Messianic Judaism: An Overview

The following is an extract from Paul Liberman  “Chapter 1: Messianic Judaism: An Overview” The Fig Tree Blossoms: The Emerging of Messianic Judaism. Kudu Publishing (2012). Kindle Edition. This book (Kindle version) sells at the moment on Amazon for $A 7.29. 


It traditionally has been accepted that Judaism and Christianity are separate and distinct. This belief is being challenged by a new and growing number of Jewish people who accept both the Old and New Testaments as valid. For such Jews, the long-expected Messiah has come. These Messianic Jews are experiencing a personal relationship with the God of Abraham, Isaac and Jacob. Historically, whenever a Jew accepted the New Testament, he was rejected by his own family and friends as a turncoat and traitor. He was severed from his people and considered a Gentile. Conversely, the Christian church accepted the new believer and told him in subtle ways he was no longer Jewish. He was accepted as a member of the church and the issue seemed clear-cut from the viewpoint of both Jewish and Christian institutions.

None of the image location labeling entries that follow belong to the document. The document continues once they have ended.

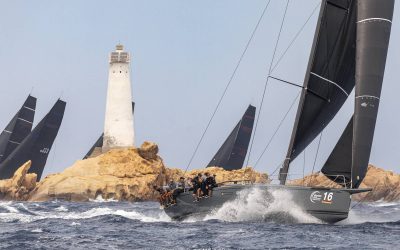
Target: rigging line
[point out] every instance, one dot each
(228, 84)
(295, 37)
(304, 163)
(364, 198)
(315, 159)
(266, 82)
(276, 169)
(277, 129)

Judaism verse Christianity

Although both groups saw these philosophies as distinctly different, the issues were more difficult for the individuals involved, or for their families. There was little reason for the families to investigate the precepts on which this change of heart was based. The personal trauma usually was so severe, the stigma so great, the new believer was glad for the refuge of his new church rather than suffer continual rebuke from his former synagogue and personal acquaintances. How comfortable for everyone concerned except the new Jewish believer! The rebuke he was to suffer usually included disdain from his family and friends and, in some cases, he was written off with a funeral service.

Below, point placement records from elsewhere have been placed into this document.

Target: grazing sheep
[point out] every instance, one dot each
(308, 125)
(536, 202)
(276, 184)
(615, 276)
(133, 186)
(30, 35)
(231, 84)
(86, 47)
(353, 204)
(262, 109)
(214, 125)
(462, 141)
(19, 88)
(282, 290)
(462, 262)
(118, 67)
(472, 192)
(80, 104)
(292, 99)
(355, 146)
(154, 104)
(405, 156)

For nearly 2,000 years, the Christian church has not fulfilled its mission to bring the good news of the coming of the Messiah to the world’s Jewish population. The time for change has come.

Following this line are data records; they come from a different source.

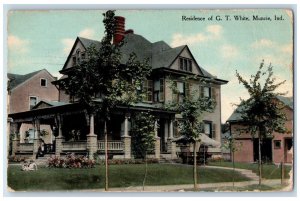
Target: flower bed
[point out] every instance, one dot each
(70, 161)
(128, 161)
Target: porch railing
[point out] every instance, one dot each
(76, 146)
(111, 145)
(27, 147)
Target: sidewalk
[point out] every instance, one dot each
(182, 188)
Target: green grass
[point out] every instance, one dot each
(119, 176)
(269, 171)
(254, 187)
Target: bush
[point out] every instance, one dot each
(128, 161)
(70, 161)
(16, 159)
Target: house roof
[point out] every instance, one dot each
(49, 103)
(160, 54)
(236, 115)
(16, 79)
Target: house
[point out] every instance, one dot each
(71, 122)
(275, 149)
(24, 92)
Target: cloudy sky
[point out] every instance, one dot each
(42, 39)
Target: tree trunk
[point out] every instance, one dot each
(146, 171)
(259, 158)
(106, 156)
(195, 166)
(233, 169)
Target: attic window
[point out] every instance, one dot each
(43, 82)
(185, 64)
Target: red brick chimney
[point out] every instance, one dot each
(119, 29)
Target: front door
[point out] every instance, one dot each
(288, 143)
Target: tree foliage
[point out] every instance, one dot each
(191, 109)
(143, 134)
(262, 113)
(104, 76)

A tenet of Messianic Judaism asserts that when a Jew accepts a Jewish Messiah, born in a Jewish land, who was foretold by Jewish prophets in the Jewish Scriptures, such a Jew does not become a Gentile. In fact, he becomes a completed Jew—a Jew who believes Jesus is the Messiah. This is because he not only has the promise of a Messiah, he actually knows Him. Where ritual and tradition previously were obligatory, they now take on a higher meaning. They are seen as the foreshadowing of God’s overall plan. Such traditions now give a Jew a sense of purpose and a link with his cultural past.

Messianic Judaism is not a new cult seeking to separate itself from the body of believers in the Messiah. It is a way of reconciling belief in the Messiah while continuing to be a Jew. This is important when attempting to explain about the Messiah to traditional Jews. Who else can better be a Jew to Jews?

By becoming better Jews, by being interested in Hebrew Scriptures and the State of Israel, traditional Judaism no longer can justify the claim that acceptance of the New Testament is an attempt by other Jews to assimilate. Also, by speaking in a united voice, the full chorus of such transformed lives can be heard. This adds credibility to Jewish believers in the New Covenant and checks efforts to write them off as a few misguided fanatics…

…There is nothing in the Scriptures that requires Jews to stop being Jews when they accept the Messiah. As a matter of fact, the Scriptures strongly support the concept that Jews remain Jews, after they come to know their Lord personally. Early followers of the Messiah continued going to synagogues and celebrating festivals as they always had done. Saul of Tarsus, after changing his name to Paul, spoke of himself as a Jew. He did not refer to himself as a former Jew, and he underwent the purification required by festival procedures.

Moreover, Paul instructed Timothy to be circumcised to affirm his Judaism. Any true believer in the Lord realizes that outward forms of expression are secondary to obtaining an inner peace in this life and eternal rest in the hereafter. This true peace is available to anyone who openly looks at the truth.